Pasukan Van Langen secara cepat masuk ke Gedung Agung. Sebelumnya, terjadi perdebatan keras. Soekarno diminta memilih menyerah atau melawan Sekutu. Soekarno berpendapat bahwa dengan dirinya menyerah, maka dunia internasional akan meributkan agresi militer Belanda itu dan memberikan dukungan terhadap Indonesia.

Namun, Sudirman menghendaki dilakukan perlawanan total. Soekarno dan Hatta harus ikut berperang. Soekarno akhirnya memilih tidak ikut cara yang ditempuh Sudirman, yaitu perang secara bergerilya.

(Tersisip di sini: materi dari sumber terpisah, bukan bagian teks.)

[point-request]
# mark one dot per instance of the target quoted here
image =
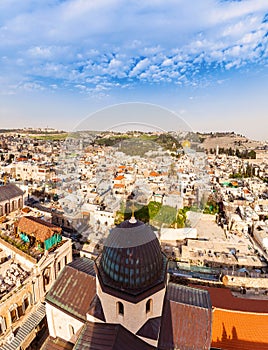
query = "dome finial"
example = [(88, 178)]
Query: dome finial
[(133, 219)]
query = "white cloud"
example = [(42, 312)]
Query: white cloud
[(90, 43)]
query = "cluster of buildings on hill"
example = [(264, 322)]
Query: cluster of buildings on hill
[(126, 290)]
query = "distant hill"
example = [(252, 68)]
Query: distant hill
[(210, 141)]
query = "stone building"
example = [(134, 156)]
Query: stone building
[(124, 299), (25, 278), (11, 199)]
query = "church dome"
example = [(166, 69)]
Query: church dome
[(132, 259)]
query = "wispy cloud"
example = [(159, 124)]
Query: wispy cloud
[(101, 45)]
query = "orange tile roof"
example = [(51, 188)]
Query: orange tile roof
[(223, 298), (239, 330), (119, 186), (120, 177), (153, 173), (38, 228)]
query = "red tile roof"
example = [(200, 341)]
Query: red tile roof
[(119, 177), (38, 228), (239, 330), (223, 298), (75, 288)]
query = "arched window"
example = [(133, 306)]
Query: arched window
[(13, 311), (71, 330), (120, 308), (26, 302), (149, 305), (2, 325)]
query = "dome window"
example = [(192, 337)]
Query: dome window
[(149, 305), (120, 308)]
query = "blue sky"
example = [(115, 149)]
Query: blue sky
[(205, 60)]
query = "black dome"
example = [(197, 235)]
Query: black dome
[(132, 257)]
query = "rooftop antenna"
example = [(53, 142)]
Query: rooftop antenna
[(133, 219)]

Sebelum ditangkap oleh pasukan Van Langen, Soekarno berpesan kepada Sri Sultan agar keutuhan Republik Indonesia dijaga. Sultan hanya mengangguk. Sri Sultan tidak hanya memenuhi janji menjaga keutuhan Republik Indonesia, tetapi juga berpikir keras bagaimana cara agar Yogyakarta sebagai Ibu Kota Negara Republik Indonesia mendapatkan kemenangan politik di dunia Internasional.

Suatu sore, Sultan mendengar semacam dialog atau perdebatan melalui Radio BBC bahwa Indonesia sudah tidak ada lagi. Delegasi Belanda di Perserikatan Bangsa Bangsa menyatakan pemerintahan ilegal Republik Indonesia sudah hilang secara "de facto", dan yang berkuasa adalah Belanda. Kota Yogyakarta sepenuhnya dibawah kendali Pemerintahan Belanda.

Mendengar hal itu, Sultan mendapatkan gagasan untuk mengejutkan dunia Internasional. Dipanggilnya Soeharto sebagai Komandan Wehrkreise X untuk membangun serangan kejutan. Maka terjadilah Serangan Umum 1 Maret 1949, yang kemudian mengubah jalannya sejarah Bangsa dan Negara Indonesia.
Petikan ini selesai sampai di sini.